Note that all the computations of the error/residual E is subject to a
lot of cancellation, so one can use mullo (for small sizes) or
wraparound arithmetic using mulmod_bnm1 for larger sizes.

And the divisions really ought to use divappr, rather than exact
truncating division. I'm not sure how that interface works, but one
ought be able to pass in numerators like, e.g., B^{k-1} E, without
actually padding the numerator with zeros.

I don't know how large errors one gets, from the above algorithms, but I
would expect errors to be at most 2 or 3.

For proper error analysis, one should also think about desired sign of
the error.

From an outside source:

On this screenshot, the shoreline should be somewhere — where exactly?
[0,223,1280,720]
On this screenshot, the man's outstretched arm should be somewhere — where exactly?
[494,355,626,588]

The newton iteration wants to converge from above, and on the
other hand the inclusion of more bits of A wants X to converge from
below. So maybe one should add some fudge factor into the rounding
somewhere force monotonous convergence? Also sign and magnitude of the
divappr errors must be taken into account.

If we end up with an error E and corresponding X update of varying sign,
that's no fundamental problem, but it will make the wraparound
arithmetic a little more complex.

Finally, I'm not sure if one can expect tricks to eliminate division to
be a big win. Except for the smallest sizes, division, and in particular
divappr, should only be a small constant slower than multiplication,
right? The division free iteration for 1/sqrt(A) needs additional
multiplications, and the trick mensioned the other day to compute an
inverse incrementally, will also introduce additional multiplications.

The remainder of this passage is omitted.